|Why bother cleaning when cars hide the dirt?|
Starting at 9:00 AM every Monday and Thursday, my fellow participants and I can be seen getting behind the wheels of our cars and sit there like members of the Heaven's Gate UFO cult waiting to be sucked into a passing spaceship. I bring my Kindle both to while away the time and to try to ignore that it's 29-degrees outside.
|This is actually scary in the rearview mirror.|
|Oz on the Hudson.|
She wasn't convinced, and soon we were putting on our coats. Now we have a semi-unspoken agreement: since this is her mother's car, my wife usually drives. Except when we were driving to Rhode Island in a snowstorm a couple of weeks ago. Then suddenly I was given the honors. On Ikea day, my wife hadn't even turned the ignition when a woman drove up beside us, then reversed, waiting for us to leave so she could pull in. I felt cheap and dirty.
Driving to Brooklyn gave us a chance to actually see the landmarks we otherwise only hear about on the morning traffic reports -- the BQE, the Hamilton Street exit, etc. All that was needed was a jackknifed tractor trailer truck and the scene would have been complete. This is what passes for exciting in my life these days.
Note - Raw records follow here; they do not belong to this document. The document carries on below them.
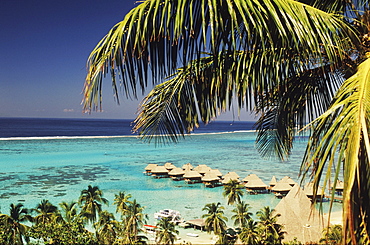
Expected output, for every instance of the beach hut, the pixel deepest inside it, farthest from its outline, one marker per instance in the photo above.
(192, 177)
(160, 172)
(149, 168)
(250, 177)
(281, 189)
(300, 219)
(273, 182)
(169, 166)
(216, 172)
(187, 166)
(232, 175)
(197, 223)
(176, 174)
(288, 180)
(210, 179)
(256, 185)
(202, 169)
(308, 190)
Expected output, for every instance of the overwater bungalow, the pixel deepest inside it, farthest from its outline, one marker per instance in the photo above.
(288, 180)
(210, 179)
(160, 172)
(202, 169)
(281, 189)
(256, 186)
(177, 174)
(250, 177)
(148, 169)
(308, 190)
(187, 166)
(192, 177)
(169, 166)
(273, 182)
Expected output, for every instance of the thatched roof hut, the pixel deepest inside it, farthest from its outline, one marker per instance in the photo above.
(192, 176)
(281, 187)
(299, 218)
(169, 166)
(288, 180)
(176, 172)
(250, 177)
(308, 190)
(160, 171)
(273, 181)
(202, 169)
(150, 167)
(187, 166)
(256, 184)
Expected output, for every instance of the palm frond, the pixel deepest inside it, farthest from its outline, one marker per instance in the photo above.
(340, 140)
(157, 37)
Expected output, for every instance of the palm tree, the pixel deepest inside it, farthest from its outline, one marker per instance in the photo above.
(133, 221)
(69, 210)
(332, 235)
(214, 218)
(121, 201)
(107, 228)
(46, 212)
(233, 191)
(92, 200)
(13, 226)
(250, 233)
(283, 59)
(271, 232)
(167, 231)
(241, 214)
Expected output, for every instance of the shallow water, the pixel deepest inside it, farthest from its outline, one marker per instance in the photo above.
(58, 169)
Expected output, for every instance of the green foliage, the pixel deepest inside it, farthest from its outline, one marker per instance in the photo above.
(62, 233)
(167, 232)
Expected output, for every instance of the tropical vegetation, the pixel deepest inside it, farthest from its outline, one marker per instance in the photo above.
(290, 62)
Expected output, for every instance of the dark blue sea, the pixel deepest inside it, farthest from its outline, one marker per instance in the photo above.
(49, 127)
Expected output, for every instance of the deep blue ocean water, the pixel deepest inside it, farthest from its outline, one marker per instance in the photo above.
(36, 163)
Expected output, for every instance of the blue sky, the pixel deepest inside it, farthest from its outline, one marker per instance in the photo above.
(44, 45)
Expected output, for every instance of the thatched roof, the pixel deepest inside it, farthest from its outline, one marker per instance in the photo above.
(299, 218)
(210, 176)
(227, 180)
(202, 168)
(255, 183)
(197, 222)
(169, 166)
(150, 166)
(288, 180)
(273, 181)
(192, 174)
(308, 190)
(187, 166)
(159, 170)
(250, 177)
(216, 172)
(232, 175)
(281, 187)
(176, 171)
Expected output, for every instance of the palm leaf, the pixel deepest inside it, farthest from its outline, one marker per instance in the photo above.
(340, 139)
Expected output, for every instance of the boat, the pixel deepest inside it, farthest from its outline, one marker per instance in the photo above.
(173, 215)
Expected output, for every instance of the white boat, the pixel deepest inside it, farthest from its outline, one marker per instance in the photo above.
(173, 215)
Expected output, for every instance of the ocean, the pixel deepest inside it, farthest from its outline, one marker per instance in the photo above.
(55, 159)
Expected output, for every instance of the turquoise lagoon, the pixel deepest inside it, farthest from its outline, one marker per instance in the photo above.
(57, 169)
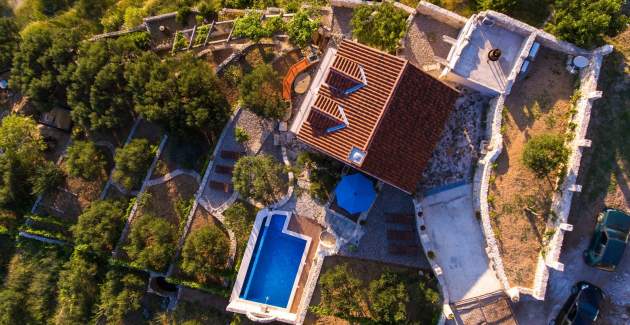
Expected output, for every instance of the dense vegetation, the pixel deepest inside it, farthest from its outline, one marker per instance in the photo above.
(261, 92)
(380, 26)
(131, 163)
(390, 298)
(586, 22)
(545, 154)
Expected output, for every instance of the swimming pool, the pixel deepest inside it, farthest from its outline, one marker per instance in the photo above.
(274, 265)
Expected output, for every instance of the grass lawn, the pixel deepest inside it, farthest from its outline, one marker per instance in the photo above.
(417, 310)
(519, 200)
(201, 219)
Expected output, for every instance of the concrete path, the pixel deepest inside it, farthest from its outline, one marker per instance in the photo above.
(459, 243)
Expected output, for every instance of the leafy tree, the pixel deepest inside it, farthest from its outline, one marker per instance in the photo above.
(178, 93)
(544, 154)
(28, 294)
(259, 178)
(43, 63)
(388, 299)
(90, 9)
(98, 92)
(77, 288)
(13, 190)
(84, 160)
(381, 26)
(250, 26)
(205, 252)
(342, 294)
(20, 139)
(260, 92)
(99, 226)
(182, 15)
(585, 22)
(120, 294)
(301, 28)
(132, 162)
(22, 151)
(46, 176)
(9, 38)
(151, 242)
(239, 219)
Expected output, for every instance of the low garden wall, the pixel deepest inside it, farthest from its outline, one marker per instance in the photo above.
(561, 204)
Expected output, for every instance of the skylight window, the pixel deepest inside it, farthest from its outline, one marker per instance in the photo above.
(357, 156)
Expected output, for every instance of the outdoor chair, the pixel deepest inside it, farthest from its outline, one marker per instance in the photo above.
(400, 219)
(402, 235)
(232, 155)
(226, 170)
(407, 250)
(220, 186)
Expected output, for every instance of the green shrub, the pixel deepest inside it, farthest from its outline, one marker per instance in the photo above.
(586, 22)
(84, 160)
(381, 26)
(132, 161)
(250, 26)
(260, 92)
(260, 178)
(301, 28)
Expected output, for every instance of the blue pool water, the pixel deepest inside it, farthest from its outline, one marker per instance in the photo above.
(274, 265)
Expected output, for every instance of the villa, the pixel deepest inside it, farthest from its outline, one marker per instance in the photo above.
(375, 112)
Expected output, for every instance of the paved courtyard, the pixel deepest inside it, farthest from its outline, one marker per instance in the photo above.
(374, 245)
(449, 215)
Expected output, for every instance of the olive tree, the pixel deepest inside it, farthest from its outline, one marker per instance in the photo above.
(260, 92)
(260, 178)
(132, 161)
(99, 226)
(544, 154)
(84, 160)
(381, 26)
(205, 252)
(152, 242)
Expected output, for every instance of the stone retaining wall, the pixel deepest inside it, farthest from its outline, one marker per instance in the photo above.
(440, 14)
(561, 204)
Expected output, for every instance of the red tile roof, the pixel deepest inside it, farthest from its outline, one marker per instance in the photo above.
(396, 118)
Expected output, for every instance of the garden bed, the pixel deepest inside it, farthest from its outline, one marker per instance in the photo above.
(234, 72)
(423, 295)
(519, 201)
(201, 219)
(69, 199)
(170, 201)
(189, 153)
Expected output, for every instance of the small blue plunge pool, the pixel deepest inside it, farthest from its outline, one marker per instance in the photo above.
(274, 265)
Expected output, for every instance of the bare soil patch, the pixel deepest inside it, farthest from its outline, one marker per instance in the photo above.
(163, 199)
(539, 104)
(367, 271)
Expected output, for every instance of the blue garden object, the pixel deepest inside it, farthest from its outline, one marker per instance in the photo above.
(355, 193)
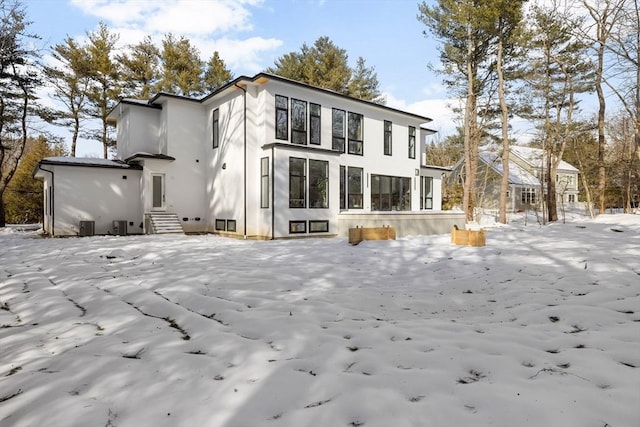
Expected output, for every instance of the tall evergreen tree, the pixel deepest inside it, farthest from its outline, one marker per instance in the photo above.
(140, 69)
(326, 65)
(18, 85)
(181, 67)
(70, 79)
(216, 73)
(105, 82)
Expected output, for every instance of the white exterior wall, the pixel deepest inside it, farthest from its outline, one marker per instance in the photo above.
(224, 172)
(94, 194)
(185, 127)
(137, 130)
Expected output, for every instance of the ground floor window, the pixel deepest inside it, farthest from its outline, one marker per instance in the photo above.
(318, 226)
(354, 186)
(297, 182)
(318, 184)
(426, 192)
(529, 196)
(390, 193)
(296, 227)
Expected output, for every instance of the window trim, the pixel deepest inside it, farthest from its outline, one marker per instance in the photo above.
(264, 182)
(303, 183)
(324, 222)
(311, 123)
(285, 136)
(340, 138)
(295, 132)
(215, 128)
(354, 141)
(412, 142)
(326, 178)
(293, 224)
(387, 140)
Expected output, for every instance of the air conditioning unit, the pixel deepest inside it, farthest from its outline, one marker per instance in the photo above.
(86, 228)
(119, 227)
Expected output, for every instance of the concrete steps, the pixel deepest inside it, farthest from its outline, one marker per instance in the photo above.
(163, 223)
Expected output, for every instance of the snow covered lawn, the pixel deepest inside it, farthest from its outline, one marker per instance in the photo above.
(539, 328)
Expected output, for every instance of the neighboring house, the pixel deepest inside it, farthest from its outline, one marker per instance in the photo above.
(526, 168)
(262, 157)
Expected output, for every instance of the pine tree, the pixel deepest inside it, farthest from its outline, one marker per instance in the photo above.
(216, 74)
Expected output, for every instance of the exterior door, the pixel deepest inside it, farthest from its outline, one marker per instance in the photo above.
(157, 192)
|Ikea: The high-school cafeteria for grown-ups.|
Ikea has the most laid-back hard-sell in the business. Different areas are devoted to particular part of the house. Every possible way you could furnish, say, a kitchen is provided -- You didn't like the other one? Try this! I finally realized the secret to Ikea's success with women: It brings back memories of playing with dollhouses. For husbands who are bored out of their nut, well, there's meatballs. Everybody wins.
|The Ikea non-style.|
The Ikea items seem easy enough to put together. But when I'm the guy swinging the hammer, it makes for a sorry spectacle indeed. The one Ikea bookcase we still have has never looked quite right in all the years we've had it. There's something off about it, like the guy at the grocery store who can bag your items but isn't mentally capable of stocking the soup aisle.
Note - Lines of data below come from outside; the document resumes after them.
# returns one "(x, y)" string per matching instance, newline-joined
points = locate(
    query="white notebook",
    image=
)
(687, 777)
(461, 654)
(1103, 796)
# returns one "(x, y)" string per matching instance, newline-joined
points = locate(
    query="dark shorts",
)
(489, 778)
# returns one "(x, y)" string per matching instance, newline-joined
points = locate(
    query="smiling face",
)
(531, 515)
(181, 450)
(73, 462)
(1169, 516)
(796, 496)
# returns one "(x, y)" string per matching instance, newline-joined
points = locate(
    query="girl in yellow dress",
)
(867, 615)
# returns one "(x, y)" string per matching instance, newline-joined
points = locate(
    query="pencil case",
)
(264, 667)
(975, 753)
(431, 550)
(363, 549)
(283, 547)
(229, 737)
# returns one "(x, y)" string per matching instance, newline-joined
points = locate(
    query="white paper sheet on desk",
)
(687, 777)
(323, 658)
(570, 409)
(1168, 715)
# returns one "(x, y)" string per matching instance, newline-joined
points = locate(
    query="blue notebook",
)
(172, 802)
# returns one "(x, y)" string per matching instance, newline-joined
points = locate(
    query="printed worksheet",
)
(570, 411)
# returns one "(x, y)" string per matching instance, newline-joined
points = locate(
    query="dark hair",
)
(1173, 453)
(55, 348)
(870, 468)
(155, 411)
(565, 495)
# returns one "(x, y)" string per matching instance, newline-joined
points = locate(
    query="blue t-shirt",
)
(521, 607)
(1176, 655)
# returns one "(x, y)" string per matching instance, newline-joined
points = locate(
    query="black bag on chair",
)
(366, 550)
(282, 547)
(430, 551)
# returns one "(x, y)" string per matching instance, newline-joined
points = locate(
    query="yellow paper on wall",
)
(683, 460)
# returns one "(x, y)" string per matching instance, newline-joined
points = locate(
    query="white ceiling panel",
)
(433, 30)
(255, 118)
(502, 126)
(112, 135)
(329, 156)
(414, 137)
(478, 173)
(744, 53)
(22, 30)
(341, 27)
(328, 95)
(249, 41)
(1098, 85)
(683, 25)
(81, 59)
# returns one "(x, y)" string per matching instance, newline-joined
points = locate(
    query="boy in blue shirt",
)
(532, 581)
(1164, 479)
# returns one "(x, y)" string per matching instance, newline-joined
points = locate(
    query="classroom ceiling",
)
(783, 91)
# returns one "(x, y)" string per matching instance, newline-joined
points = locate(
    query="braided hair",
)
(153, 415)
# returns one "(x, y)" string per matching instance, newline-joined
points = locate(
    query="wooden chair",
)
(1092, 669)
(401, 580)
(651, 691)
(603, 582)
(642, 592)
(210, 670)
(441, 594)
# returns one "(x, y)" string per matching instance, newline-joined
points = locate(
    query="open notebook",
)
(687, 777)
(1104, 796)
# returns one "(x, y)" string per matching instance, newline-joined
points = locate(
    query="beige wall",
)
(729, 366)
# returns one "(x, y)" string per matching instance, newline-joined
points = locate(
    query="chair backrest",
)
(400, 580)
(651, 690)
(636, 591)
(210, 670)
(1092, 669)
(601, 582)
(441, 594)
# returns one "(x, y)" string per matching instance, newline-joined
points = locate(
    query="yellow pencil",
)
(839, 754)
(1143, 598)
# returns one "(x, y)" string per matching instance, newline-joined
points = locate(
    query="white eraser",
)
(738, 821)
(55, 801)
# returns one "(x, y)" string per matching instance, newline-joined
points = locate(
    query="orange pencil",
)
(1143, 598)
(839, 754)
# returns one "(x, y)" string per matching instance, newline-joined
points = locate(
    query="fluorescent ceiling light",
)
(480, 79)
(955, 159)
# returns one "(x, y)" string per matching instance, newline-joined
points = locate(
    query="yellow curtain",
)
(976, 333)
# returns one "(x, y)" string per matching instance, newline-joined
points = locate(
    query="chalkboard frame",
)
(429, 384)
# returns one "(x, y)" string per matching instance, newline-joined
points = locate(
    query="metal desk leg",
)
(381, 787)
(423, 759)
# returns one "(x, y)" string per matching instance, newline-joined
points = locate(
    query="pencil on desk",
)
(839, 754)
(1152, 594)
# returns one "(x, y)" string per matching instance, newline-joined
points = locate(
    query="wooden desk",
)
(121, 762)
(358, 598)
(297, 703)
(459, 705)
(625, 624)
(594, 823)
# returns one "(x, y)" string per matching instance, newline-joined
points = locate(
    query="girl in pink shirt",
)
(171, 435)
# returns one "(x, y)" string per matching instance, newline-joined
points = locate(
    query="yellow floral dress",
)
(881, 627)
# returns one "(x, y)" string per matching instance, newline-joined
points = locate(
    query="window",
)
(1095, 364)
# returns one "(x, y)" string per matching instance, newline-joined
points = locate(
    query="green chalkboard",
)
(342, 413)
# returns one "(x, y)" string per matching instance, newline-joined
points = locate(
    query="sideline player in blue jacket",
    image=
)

|Back? Side? Stomach? You tell me.|
Between the huge layout and my wife venturing through the store like Stanley searching for Livingston, it took us about 75 minutes to find the pillows. Talk about marketing! They've got pillows for people who sleep on their back, pillows for those who sleep on their side, pillows for those who sleep on their stomach. And those pillows themselves are subdivided into different categories. (Swedes must be easier to fool.) Nowhere in the product descriptions does it say just how these pillows differ -- or which one a guy like me, who falls asleep on his back, switches to his side in the middle of the night and wakes up with his face in a puddle of drool, should purchase. After much deliberation (actually, me saying, "All these things are the same, fer Chrissakes!") we went for the backsleeper-style.
Our adventure complete, we arrived home two hours after we had left. As I predicted when we left, there was no parking space on our block, forcing us to do what 97% of Manhattan car owners do at any time -- burn up fuel as we drove around the neighborhood to find a place to park. But we had our new pillows to look forward to that night. And we didn't even have to construct them.
Just yesterday, the London Guardian reported that Ikea is opening its own hotel chain. The company promises "contemporary stylish design, approachable service and, most importantly, an affordable price." Translation: bring your own tool kit.
No word on if the maids leave Swedish meatballs on your pillow.